EN EL JARDÍN DE LAS FALSAS ROSAS
12:12 p.m.

Aunque todo pareciera premeditadamente improvisado, Eusebia no era la culpable de tremendos males que acaecían a todos los efebos del pueblo. No. No era ella, y de eso estaba segura. Era culpa de su don que hacía caer a los mancebos en los pecados más carnales.
El problema surge naturalmente cuando una sociedad se dedica a enjaretar culpas y a eximir por medio de condenas. Es ahí cuando, a través de los ojos del demonio, se puede ver la profundidad del infierno o la trascendencia del cielo.
Eusebia había sabido aprovechar su don tan privilegiado recibido de nacimiento. Sin embargo, una tarde todo cambiaría, así como las flores mal cuidadas se marchitan, dejando ver en sus pétalos la maldad del tiempo y la crueldad de la misma naturaleza que las desampara después de haber sido cortadas. Eusebia sabía que eso no duraría. Que los licores bacantes no existían en la virtuosa vida. Que al crecer tendría que enfrentar sus demonios. Que al madurar tendría que paliar el dolor de estar marchita.

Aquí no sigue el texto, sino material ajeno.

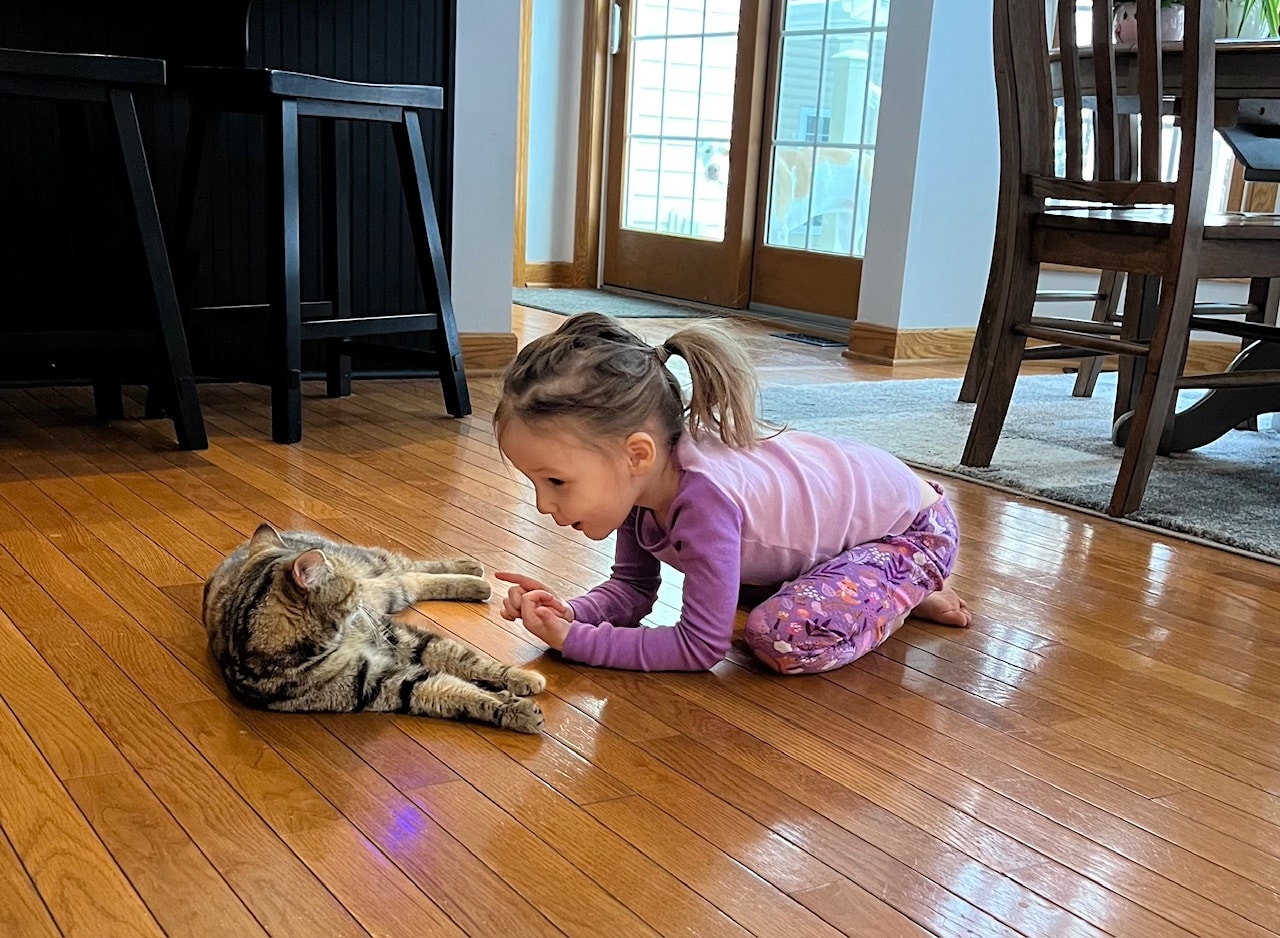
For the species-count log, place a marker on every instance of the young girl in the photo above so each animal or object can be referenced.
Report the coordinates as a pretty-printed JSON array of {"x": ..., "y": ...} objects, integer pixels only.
[{"x": 846, "y": 538}]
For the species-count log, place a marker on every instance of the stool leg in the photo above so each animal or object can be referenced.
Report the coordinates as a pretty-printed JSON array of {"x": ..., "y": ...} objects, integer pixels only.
[
  {"x": 192, "y": 211},
  {"x": 85, "y": 181},
  {"x": 284, "y": 270},
  {"x": 430, "y": 260},
  {"x": 336, "y": 188},
  {"x": 176, "y": 361}
]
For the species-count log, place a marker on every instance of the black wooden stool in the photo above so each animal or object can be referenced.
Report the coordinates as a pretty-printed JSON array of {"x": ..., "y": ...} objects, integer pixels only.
[
  {"x": 282, "y": 99},
  {"x": 159, "y": 344}
]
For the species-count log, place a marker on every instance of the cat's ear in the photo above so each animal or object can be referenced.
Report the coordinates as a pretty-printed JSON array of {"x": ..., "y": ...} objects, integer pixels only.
[
  {"x": 265, "y": 536},
  {"x": 309, "y": 568}
]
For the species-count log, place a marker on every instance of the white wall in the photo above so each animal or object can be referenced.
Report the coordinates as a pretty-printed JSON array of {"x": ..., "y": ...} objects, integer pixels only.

Es así como en medio de la demencia total de sus carpelos, en la cadencia de sus pistilos, y en la mezcla polinizada suscitada en los estigmas de su absurdamente virginal tallo, Eusebia decide partir y refugiarse a su lugar preferido, hacia un jardín pigmentado de rosa donde, cada vez que se sentía sola o humillada, iba y arrancaba una que otra flor rosácea. Hacía algunas pocas semanas que Eusebia frecuentaba ese parterre. A cada paso que Eusebia daba, se aproximaba a ese tapiz lleno de delicadas flores. Era un sueño real. Era una ilusión material. Era un edén de tranquilidad.
Eusebia, eludiendo la cruel verdad de su vida, se refugió en aquella narcosis de bienestar. Sabía que en ella estaba la semilla de un pomo, símbolo del pecado original. La vergüenza que Eusebia debería de confrontar. No obstante, no lo hizo. La lluvia cayó y Eusebia se dejó lavar sus delicadas facciones, pretendiendo lavar con ella todas sus manchas, expiando sus flaquezas, ahuyentando su desasosiego. No pudo. Solamente dejó caer su polinizado cuerpo sobre el tapiz color rosa. El agua fría le helaba hasta los huesos. Era su penitencia, creía ella. De repente sintió un mareo, y con éste, sintió también una intensa avidez por regurgitar. Recordó que hacía tiempo que no comía bien. Últimamente había estado muy consternada por lo sucedido como para aliviar sus otras necesidades humanas, conocidas como el alimento y el sueño. Es por lo mismo que una contracción estomacal no le ocasionó ninguna contrariedad. No había nada que expulsar. Sin embargo, se sentía mal. Recordó también como días atrás sentía una angustia igual. Era la culpa. La reconocía igual. Eusebia se perdió en el tiempo. En ese jardín transcurrían los siglos de manera silenciosa. Eusebia comenzó a temblar, pero ya estaba seca, no tenía frío. No dejaba de temblar. Sus extremidades no respondían, y Eusebia ya no se podía levantar. Es ahí cuando una ensoñación la sedujo. Al virar su mirada, vio su rostro reflejado en el pétalo de una flor. Reconoció su belleza. Eusebia supo que estaba mal, nada de lo que había hecho era un pecado. El don de gustar, pensó. Estaba agradecida. Y en el preciso instante antes de cerrar sus ojos, Eusebia escuchó un muy sutil susurro... Adelfa... y Eusebia durmió.